McCain’s address to his colleagues drew many plaudits from scholars. Charles Sauer, a policy fellow at the Goodman Institute, called it “one of the more important speeches of the last decade or maybe even longer.”

“We don’t know what amendments will be offered, we don’t know what amendments will be voted on or what the debate will look like, but we do know that Sen. McCain called for restoration of regular order,” Sauer said.

“I love the Senate and I hate what the Senate has been reduced to, and it’s both parties that are responsible,” Sauer said. Having someone “as distinguished as McCain rebuking his colleagues” was something that needed to happen.

“I think he voted the way he needed to for his party, and I think the speech is a reflection of what he really wants,” Patel said. “But I think most people will remember the vote.”

Monday's vote capped several weeks of turmoil among Republicans over the drafting of a bill to repeal and replace the Affordable Care Act. On June 22, Senate Republican leaders released their repeal-and-replace bill, known as the Better Care Reconciliation Act (BCRA).
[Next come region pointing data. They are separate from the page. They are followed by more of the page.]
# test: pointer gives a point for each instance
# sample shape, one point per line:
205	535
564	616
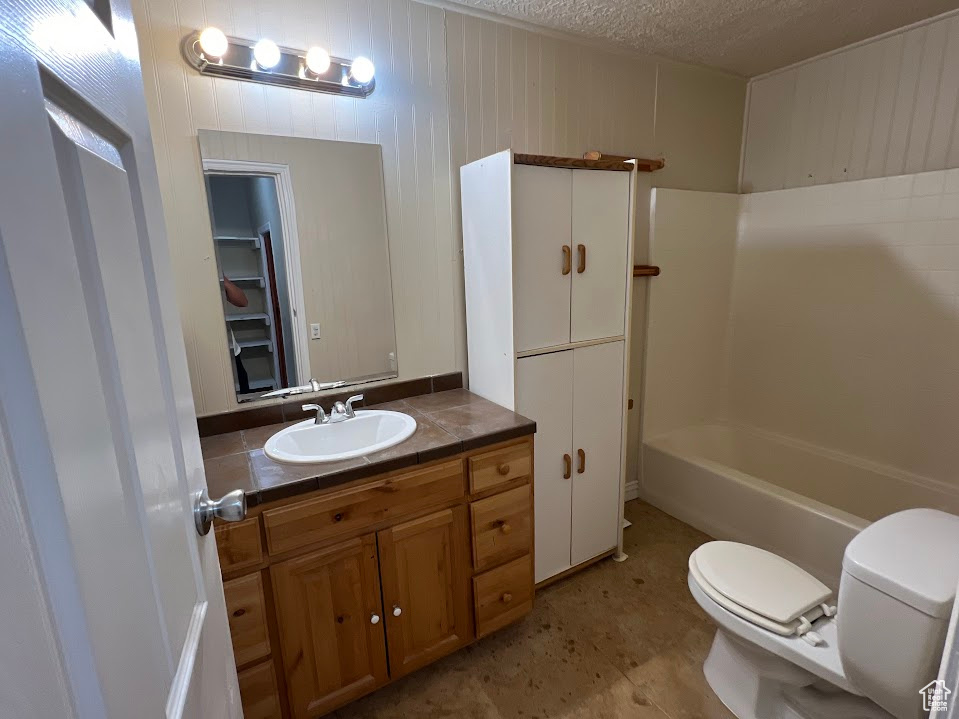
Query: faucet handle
320	414
349	404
That original measure would result in 22 million fewer people having health insurance in 2026 compared with current law, according to an estimate issued on June 26 by the non-partisan Congressional Budget Office (CBO).

That number was just shy of the 23 million people who would lose Medicaid coverage under the House Republican's repeal-and-replace bill, known as the American Health Care Act, which the House passed on May 4.
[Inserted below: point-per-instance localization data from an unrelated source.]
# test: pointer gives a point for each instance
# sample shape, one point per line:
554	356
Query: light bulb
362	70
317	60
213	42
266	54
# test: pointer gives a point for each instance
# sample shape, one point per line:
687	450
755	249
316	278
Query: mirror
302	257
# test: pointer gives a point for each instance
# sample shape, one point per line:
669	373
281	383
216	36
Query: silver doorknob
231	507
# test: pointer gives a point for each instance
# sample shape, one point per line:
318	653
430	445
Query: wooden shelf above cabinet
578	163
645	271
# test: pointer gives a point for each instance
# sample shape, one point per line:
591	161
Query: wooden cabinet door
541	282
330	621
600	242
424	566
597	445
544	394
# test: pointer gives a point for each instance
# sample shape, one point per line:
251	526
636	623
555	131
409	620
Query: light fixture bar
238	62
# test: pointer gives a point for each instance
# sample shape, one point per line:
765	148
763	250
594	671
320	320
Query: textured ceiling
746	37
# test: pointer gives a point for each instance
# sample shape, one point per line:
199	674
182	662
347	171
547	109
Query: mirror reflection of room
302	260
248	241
After the initial CBO estimate was issued, Senate Republicans revised their bill; however, the new CBO estimate on the revised measure showed little difference in the number of those who would lose coverage; it remained at 22 million.

The deficit reduction is bigger than would have been achieved under the original BCRA, the analysis found, because it put back some of the taxes authorized under the ACA that the initial bill would have repealed. The revision also added extra money for premium subsidies and opioid abuse prevention and treatment. Provisions covering Medicaid that would dramatically alter the program were essentially the same in the revision.

To further complicate matters, on Friday, Senate Parliamentarian Elizabeth MacDonough ruled that some provisions in the BCRA would be subject to the Senate's Byrd rule, which would mean they would require 60 votes in favor of passage in order to avoid a filibuster. Senate Republican leaders had hoped to pass the bill using a process known as reconciliation, under which only 50 votes in favor of passage would be required.

Washington Correspondent Shannon Firth contributed to this story.